Brooklyn Park Woman Starts Nonprofit To Boost Soldier Morale
Suicide rates among service members have been a concern over the last decade. But a Brooklyn Park woman is doing what she can to boost troop morale.
Glenda Parkhurst started a nonprofit, Operation Empowering Hope, to send care packages to troops.
The idea began in 2020 when her daughter was serving on the base in Fort Wainwright, Alaska.
“When she landed everything she could possibly harm herself with was taken away from her,” said Parkhurst.
That incident helped open Parkhurst’s eyes to the concerning rate of suicide among soldiers.
“They are risking their lives for us and we should be doing everything we can to help them,” said Parkhurst. I don’t want kids committing suicide when they have so much life ahead of them.”
A Handwritten Note of Thanks
Parkhurst starting sending care packages to her daughter to deliver to soldiers at her base. Now, Parkhurst sends packages to four bases that are delivered by chaplains who are specially equipped to support soldiers.
“The chaplain is sworn to secrecy, so they will not say anything and so they can share the stress they are struggling with and get the help that they need,” said Parkhurst.

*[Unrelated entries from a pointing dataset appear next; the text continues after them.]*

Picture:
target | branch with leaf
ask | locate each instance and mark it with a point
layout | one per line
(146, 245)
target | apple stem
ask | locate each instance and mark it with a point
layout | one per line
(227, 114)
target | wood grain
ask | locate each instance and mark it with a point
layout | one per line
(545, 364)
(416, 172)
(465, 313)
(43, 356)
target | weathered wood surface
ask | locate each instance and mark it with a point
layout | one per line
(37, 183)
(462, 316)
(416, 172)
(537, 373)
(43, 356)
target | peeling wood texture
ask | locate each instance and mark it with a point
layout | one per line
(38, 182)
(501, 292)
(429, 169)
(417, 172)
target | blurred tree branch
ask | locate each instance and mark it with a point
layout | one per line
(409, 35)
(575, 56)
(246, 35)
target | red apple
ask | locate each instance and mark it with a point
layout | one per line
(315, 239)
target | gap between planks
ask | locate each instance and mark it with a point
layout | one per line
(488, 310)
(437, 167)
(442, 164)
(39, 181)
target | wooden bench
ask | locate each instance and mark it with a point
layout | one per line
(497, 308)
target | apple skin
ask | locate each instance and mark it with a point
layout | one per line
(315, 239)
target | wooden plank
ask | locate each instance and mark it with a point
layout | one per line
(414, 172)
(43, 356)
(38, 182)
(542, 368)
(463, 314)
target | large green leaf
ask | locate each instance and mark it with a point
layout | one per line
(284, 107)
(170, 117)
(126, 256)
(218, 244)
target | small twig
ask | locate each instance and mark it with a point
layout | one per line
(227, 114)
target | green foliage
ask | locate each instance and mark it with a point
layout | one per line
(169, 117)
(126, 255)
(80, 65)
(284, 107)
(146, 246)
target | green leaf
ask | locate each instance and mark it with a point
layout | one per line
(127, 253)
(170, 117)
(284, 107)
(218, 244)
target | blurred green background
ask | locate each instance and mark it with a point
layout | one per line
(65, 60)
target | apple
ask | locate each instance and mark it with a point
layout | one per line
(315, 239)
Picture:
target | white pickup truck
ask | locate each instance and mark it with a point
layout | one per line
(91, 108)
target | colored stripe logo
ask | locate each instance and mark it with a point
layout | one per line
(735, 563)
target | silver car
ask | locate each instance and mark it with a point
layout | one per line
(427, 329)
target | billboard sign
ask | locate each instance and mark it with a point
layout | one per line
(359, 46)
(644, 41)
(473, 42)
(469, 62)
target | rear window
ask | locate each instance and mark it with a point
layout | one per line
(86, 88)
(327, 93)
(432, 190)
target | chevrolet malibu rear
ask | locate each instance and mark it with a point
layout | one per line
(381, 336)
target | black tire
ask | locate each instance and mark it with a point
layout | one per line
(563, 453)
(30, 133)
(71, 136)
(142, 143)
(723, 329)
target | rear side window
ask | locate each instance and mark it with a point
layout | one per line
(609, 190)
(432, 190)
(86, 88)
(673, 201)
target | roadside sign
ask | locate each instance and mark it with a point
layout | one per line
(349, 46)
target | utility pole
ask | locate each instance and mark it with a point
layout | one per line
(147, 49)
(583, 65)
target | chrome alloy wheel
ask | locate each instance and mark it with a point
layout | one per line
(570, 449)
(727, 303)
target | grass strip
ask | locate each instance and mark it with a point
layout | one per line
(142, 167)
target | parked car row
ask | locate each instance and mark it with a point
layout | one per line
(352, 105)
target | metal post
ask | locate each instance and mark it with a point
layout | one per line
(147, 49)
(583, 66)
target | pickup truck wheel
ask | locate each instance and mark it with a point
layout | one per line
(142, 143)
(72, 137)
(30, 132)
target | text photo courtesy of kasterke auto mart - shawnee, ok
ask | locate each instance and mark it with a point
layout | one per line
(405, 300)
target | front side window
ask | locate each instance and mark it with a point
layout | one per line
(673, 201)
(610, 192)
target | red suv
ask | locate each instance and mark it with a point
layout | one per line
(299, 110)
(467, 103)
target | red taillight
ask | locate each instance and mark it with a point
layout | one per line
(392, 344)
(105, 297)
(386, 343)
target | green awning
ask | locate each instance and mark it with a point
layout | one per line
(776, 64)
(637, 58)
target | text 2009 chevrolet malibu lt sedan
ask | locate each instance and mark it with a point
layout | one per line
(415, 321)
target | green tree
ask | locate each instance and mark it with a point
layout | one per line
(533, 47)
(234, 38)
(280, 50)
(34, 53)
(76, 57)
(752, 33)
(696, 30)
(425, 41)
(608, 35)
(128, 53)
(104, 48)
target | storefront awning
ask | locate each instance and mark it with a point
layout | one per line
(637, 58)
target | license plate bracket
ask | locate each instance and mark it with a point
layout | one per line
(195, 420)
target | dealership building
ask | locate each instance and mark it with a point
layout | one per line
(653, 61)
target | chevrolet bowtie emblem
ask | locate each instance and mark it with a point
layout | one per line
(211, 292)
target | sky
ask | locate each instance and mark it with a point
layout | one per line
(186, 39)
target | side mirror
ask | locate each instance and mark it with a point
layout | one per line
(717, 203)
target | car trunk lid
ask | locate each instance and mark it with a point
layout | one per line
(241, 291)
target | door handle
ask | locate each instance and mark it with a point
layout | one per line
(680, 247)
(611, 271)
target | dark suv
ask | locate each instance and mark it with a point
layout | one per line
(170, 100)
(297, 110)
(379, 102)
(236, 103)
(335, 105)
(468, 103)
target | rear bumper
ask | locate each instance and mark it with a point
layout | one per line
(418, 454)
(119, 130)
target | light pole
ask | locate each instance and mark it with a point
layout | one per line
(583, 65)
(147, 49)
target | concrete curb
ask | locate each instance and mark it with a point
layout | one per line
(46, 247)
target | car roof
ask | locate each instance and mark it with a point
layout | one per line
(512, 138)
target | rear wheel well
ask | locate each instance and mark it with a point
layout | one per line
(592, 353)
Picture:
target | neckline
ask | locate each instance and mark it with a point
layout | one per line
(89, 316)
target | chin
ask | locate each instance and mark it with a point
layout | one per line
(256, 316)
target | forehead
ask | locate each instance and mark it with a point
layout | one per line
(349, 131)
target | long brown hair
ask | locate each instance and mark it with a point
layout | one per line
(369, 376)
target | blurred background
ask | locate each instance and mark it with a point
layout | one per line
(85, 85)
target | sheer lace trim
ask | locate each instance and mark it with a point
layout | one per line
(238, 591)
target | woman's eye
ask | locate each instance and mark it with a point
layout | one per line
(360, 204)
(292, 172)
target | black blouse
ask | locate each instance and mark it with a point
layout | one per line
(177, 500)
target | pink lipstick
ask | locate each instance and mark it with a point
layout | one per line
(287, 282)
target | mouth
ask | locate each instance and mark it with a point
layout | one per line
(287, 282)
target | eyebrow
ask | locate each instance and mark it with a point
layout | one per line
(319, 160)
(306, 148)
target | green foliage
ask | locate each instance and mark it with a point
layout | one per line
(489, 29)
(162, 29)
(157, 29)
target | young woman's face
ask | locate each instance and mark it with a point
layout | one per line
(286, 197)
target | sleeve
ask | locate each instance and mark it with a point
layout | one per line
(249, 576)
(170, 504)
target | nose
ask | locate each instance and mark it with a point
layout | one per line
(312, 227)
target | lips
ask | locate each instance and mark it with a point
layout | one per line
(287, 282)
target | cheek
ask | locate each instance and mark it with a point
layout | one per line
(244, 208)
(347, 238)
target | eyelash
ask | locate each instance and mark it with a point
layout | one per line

Parkhurst ships out donations of single-serve coffee machines, coffee pods, snacks, hygiene products and comfort items for chaplains to share.
“For a while there, I know some of our chaplains were dealing with two to three suicides a month, so the more things I could do to help them, the better,” said Parkhurst.
A handwritten note is also included, sometimes coming from school kids.
“Those letters that the kids have written, even though they don’t know these children, they mean so much to them, that they will tack them on the wall. They’ll tack them on a bulletin board if they have one, and they will read those letters every day. It’s just a huge encouragement for them,” said Parkhurst.
A couple times a month, Operation Empowering Hope volunteers put together care packages.
“We are all family and I like to say every service member out there is somebody’s child,” said volunteer Colnette Skinner.
It may just be a box, but it’s one filled with hope and love.
“Just knowing I’m making an impact in the world is so, so powerful,” said Parkhurst.